Esthétiques et politiques




L’homme de thé l’apprend vite : un vase au long col de grès noir impose une présence bien différente qu’un simple bambou ouvert et rafraichissant. Pourquoi organiser une salle presque vide ? Simplement pour laisser plus de place à l’imagination ? Tout objet occupe l’esprit. Les puissants de ce monde, eux, l’ont toujours compris, d’une manière ou d’une autre. Le « beau » est une sensibilité qui varie avec les cultures et les modes. Changer notre conception du beau, de l’agréable, c’est changer notre approche du monde.





Esthétique est politique

L’époque Momoyama, sorte de Renaissance japonaise consommée en une petite quinzaine d’année est connue aujourd’hui comme le « règne » esthétique de Sen no Rikyu. L'homme qui voulait que chacun se courbe en entrant dans un pavillon mettait à l'honneur la modestie des biens, les couleurs sombres et la simplicité rustique. Certains disent que Hideyoshi Toyotomi, le grand seigneur de l’époque, soutint Rikyu dans sa démarche. D’autres disent qu’il voyait dans cette puissance esthétique une véritable menace pour sa société de la magnificence. Inviter la population à la modestie ou à la fête, parer les rues de couleurs chatoyantes ou de sombres temples. Là est la question.

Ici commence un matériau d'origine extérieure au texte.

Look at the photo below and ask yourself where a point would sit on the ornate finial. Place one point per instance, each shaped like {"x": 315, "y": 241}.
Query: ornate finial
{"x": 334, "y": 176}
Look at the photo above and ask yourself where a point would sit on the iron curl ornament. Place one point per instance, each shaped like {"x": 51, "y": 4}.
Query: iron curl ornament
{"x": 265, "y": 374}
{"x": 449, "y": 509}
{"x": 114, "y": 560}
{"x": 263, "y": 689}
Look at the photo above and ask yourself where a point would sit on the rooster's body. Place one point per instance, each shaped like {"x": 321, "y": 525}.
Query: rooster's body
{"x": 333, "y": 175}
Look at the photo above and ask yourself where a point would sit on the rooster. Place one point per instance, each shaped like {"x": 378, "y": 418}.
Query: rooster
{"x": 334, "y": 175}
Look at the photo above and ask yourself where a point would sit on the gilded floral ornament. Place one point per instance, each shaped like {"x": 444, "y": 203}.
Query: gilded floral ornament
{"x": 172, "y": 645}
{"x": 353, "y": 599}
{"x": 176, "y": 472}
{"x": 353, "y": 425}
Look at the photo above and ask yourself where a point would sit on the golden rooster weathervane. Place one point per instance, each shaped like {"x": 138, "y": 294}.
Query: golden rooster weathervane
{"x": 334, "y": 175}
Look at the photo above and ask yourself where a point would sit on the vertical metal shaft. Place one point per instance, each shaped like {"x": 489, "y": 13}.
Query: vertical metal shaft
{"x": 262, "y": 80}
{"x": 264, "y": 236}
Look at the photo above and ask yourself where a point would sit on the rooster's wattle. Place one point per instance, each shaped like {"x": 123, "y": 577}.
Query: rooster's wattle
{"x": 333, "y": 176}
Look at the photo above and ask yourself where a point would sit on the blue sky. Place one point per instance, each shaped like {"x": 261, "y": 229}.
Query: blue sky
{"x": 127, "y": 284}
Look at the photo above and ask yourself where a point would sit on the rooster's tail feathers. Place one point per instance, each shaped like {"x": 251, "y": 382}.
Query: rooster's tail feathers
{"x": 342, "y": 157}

En Occident de même, la question esthétique a toujours eu son importance. Que l’on pense au débat jamais terminé de la représentation publique du divin et de la sexualité. Le christianisme fût plusieurs fois ébranlé par ces problématiques — de la crise iconoclaste byzantine à la Réforme en passant par les suaves tableaux de notre Renaissance. Chaque fois, c’était une idée de société qui se reflétait dans le miroir de l’art.



La révolution dans une coupe de thé

Et dans l’univers du thé, combien de façon de servir ? Combien d’atmosphères changées par quelques choix de céramique ? J’ai toujours servi mes invités avec un bol différent pour chacun.  Cela introduit l’idée d’une individualité forte. Chaque invité est unique, chacun peut vivre une expérience sur mesure. Dans les moments de thé chinois que j’ai connus, au contraire, nous recevions tous une coupe similaire. Nous vivions la même expérience. Nous étions égaux. 
Certains diront que ce genre de détail n’a pas d’importance. J’ai tendance à croire qu’ils manquent surtout de sensibilité au contexte mais que celui-ci, malgré tout, les influence subtilement.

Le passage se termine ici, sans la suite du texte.